Depuis son arrivée au pouvoir, le Président Mohamed Ould Cheikh El Ghazouani a inscrit la stabilité sociale au cœur de son projet. L’Agence TAAZOUR, les transferts monétaires, le Fonds LACNAS un mécanisme budgétaire spécifique logé dans le budget de l’État et destiné à financer des actions sociales ciblées ou encore la CNASS (Caisse Nationale d’Assurance Santé en Solidarité) sont des pas visibles dans cette direction. Cette dernière, en particulier, incarne ce que peut produire une volonté politique assumée : une structure cohérente, lisible, utile.
Mais malgré ces avancées, le constat demeure douloureux : les caisses sont pleines, mais les mains restent vides. L’assistance publique est là, mais son impact reste marginal. L’aide est mal ciblée, distribuée sans égard pour la dignité, souvent détournée de ses bénéficiaires légitimes. Elle devient parfois instrumentalisée, plus proche d’une faveur électorale que d’un droit citoyen. Et surtout, elle oublie les anciens.

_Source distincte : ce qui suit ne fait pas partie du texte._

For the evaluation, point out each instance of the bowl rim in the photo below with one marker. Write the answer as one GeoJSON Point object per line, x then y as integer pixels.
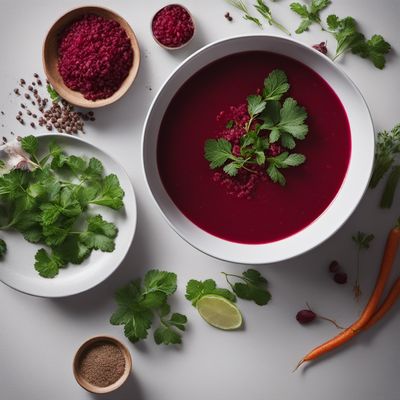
{"type": "Point", "coordinates": [306, 248]}
{"type": "Point", "coordinates": [99, 389]}
{"type": "Point", "coordinates": [133, 72]}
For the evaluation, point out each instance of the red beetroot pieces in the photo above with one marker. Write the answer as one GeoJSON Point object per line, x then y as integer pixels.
{"type": "Point", "coordinates": [173, 26]}
{"type": "Point", "coordinates": [95, 56]}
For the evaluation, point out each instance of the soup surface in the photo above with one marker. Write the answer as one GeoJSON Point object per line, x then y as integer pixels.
{"type": "Point", "coordinates": [274, 212]}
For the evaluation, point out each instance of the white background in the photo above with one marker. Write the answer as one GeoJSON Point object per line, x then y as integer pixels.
{"type": "Point", "coordinates": [38, 337]}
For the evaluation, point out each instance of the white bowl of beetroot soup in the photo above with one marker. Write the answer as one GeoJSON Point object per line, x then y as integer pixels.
{"type": "Point", "coordinates": [257, 149]}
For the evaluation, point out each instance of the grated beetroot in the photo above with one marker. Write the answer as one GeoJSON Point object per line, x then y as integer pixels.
{"type": "Point", "coordinates": [95, 56]}
{"type": "Point", "coordinates": [173, 26]}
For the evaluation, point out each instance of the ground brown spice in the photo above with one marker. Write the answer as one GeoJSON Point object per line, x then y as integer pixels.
{"type": "Point", "coordinates": [102, 364]}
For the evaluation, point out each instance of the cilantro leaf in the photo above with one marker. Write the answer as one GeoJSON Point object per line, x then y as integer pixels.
{"type": "Point", "coordinates": [99, 235]}
{"type": "Point", "coordinates": [252, 286]}
{"type": "Point", "coordinates": [30, 144]}
{"type": "Point", "coordinates": [197, 289]}
{"type": "Point", "coordinates": [47, 265]}
{"type": "Point", "coordinates": [162, 281]}
{"type": "Point", "coordinates": [309, 15]}
{"type": "Point", "coordinates": [110, 193]}
{"type": "Point", "coordinates": [3, 248]}
{"type": "Point", "coordinates": [275, 86]}
{"type": "Point", "coordinates": [137, 306]}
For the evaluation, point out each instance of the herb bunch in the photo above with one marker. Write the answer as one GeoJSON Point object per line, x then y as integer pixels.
{"type": "Point", "coordinates": [387, 148]}
{"type": "Point", "coordinates": [47, 199]}
{"type": "Point", "coordinates": [345, 31]}
{"type": "Point", "coordinates": [139, 305]}
{"type": "Point", "coordinates": [270, 121]}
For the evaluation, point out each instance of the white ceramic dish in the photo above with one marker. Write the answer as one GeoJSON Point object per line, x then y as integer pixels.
{"type": "Point", "coordinates": [17, 270]}
{"type": "Point", "coordinates": [348, 197]}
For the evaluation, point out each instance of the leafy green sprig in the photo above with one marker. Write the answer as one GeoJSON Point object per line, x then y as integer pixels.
{"type": "Point", "coordinates": [139, 305]}
{"type": "Point", "coordinates": [284, 123]}
{"type": "Point", "coordinates": [345, 31]}
{"type": "Point", "coordinates": [51, 210]}
{"type": "Point", "coordinates": [251, 286]}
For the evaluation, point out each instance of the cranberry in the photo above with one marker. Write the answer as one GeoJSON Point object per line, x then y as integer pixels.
{"type": "Point", "coordinates": [305, 316]}
{"type": "Point", "coordinates": [340, 278]}
{"type": "Point", "coordinates": [321, 47]}
{"type": "Point", "coordinates": [334, 267]}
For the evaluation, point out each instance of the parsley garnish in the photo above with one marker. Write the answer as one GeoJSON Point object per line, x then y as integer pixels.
{"type": "Point", "coordinates": [345, 32]}
{"type": "Point", "coordinates": [387, 147]}
{"type": "Point", "coordinates": [139, 304]}
{"type": "Point", "coordinates": [310, 14]}
{"type": "Point", "coordinates": [251, 286]}
{"type": "Point", "coordinates": [284, 123]}
{"type": "Point", "coordinates": [51, 210]}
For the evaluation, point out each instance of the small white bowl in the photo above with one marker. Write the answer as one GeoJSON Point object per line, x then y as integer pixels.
{"type": "Point", "coordinates": [346, 200]}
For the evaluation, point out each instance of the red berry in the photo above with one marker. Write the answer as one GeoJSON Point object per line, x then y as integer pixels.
{"type": "Point", "coordinates": [340, 278]}
{"type": "Point", "coordinates": [305, 316]}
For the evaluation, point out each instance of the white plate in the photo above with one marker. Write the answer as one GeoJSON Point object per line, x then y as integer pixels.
{"type": "Point", "coordinates": [348, 197]}
{"type": "Point", "coordinates": [17, 270]}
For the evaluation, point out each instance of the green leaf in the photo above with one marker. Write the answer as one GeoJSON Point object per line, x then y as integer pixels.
{"type": "Point", "coordinates": [3, 248]}
{"type": "Point", "coordinates": [110, 194]}
{"type": "Point", "coordinates": [217, 152]}
{"type": "Point", "coordinates": [162, 281]}
{"type": "Point", "coordinates": [47, 265]}
{"type": "Point", "coordinates": [275, 85]}
{"type": "Point", "coordinates": [255, 105]}
{"type": "Point", "coordinates": [99, 235]}
{"type": "Point", "coordinates": [197, 289]}
{"type": "Point", "coordinates": [30, 144]}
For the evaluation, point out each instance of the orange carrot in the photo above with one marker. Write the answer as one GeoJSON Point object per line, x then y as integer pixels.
{"type": "Point", "coordinates": [391, 298]}
{"type": "Point", "coordinates": [392, 245]}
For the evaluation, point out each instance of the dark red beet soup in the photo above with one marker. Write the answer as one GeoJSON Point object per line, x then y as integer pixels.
{"type": "Point", "coordinates": [273, 212]}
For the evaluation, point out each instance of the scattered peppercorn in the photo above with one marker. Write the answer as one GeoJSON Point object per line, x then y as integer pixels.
{"type": "Point", "coordinates": [340, 278]}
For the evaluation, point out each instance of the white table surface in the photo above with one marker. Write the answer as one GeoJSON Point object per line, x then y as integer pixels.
{"type": "Point", "coordinates": [38, 337]}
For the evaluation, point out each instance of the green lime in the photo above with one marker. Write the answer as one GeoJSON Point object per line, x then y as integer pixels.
{"type": "Point", "coordinates": [219, 312]}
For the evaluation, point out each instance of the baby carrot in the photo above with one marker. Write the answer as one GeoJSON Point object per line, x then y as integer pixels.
{"type": "Point", "coordinates": [392, 245]}
{"type": "Point", "coordinates": [391, 298]}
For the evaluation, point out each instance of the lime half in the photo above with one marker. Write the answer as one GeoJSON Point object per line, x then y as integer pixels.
{"type": "Point", "coordinates": [219, 312]}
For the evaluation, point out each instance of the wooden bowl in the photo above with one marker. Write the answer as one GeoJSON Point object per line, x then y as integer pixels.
{"type": "Point", "coordinates": [184, 44]}
{"type": "Point", "coordinates": [89, 386]}
{"type": "Point", "coordinates": [50, 57]}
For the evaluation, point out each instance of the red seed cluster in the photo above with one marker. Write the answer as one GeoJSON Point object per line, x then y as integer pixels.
{"type": "Point", "coordinates": [95, 56]}
{"type": "Point", "coordinates": [173, 26]}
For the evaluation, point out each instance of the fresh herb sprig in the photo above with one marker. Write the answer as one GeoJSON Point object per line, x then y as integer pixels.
{"type": "Point", "coordinates": [387, 148]}
{"type": "Point", "coordinates": [278, 122]}
{"type": "Point", "coordinates": [241, 6]}
{"type": "Point", "coordinates": [139, 305]}
{"type": "Point", "coordinates": [362, 241]}
{"type": "Point", "coordinates": [51, 210]}
{"type": "Point", "coordinates": [265, 11]}
{"type": "Point", "coordinates": [251, 286]}
{"type": "Point", "coordinates": [309, 15]}
{"type": "Point", "coordinates": [345, 31]}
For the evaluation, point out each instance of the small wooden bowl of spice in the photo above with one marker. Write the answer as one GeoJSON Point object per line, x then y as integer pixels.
{"type": "Point", "coordinates": [173, 27]}
{"type": "Point", "coordinates": [91, 56]}
{"type": "Point", "coordinates": [102, 364]}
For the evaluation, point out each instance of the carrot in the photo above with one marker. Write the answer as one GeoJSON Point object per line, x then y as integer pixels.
{"type": "Point", "coordinates": [392, 245]}
{"type": "Point", "coordinates": [391, 298]}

Les retraités sont les grands sacrifiés de notre modèle social. Ils ont donné leur vie au service public, formé des générations entières, tenu les bureaux, soigné les malades, maintenu l’administration. Aujourd’hui, ils survivent avec des pensions dérisoires, souvent inférieures au seuil de décence. Ils n’ont ni reconnaissance sociale ni mécanisme de revalorisation. Ils ne sont pas considérés comme des piliers de la République, mais comme des oubliés du contrat républicain.
Il est temps de les réintégrer pleinement dans la matrice de notre solidarité nationale. Refonder la caisse des retraités, penser une charte de solidarité intergénérationnelle, garantir une prime de dignité indexée sur la vie réelle : autant de mesures justes, simples, faisables. Vieillir ne doit plus être un facteur de précarité.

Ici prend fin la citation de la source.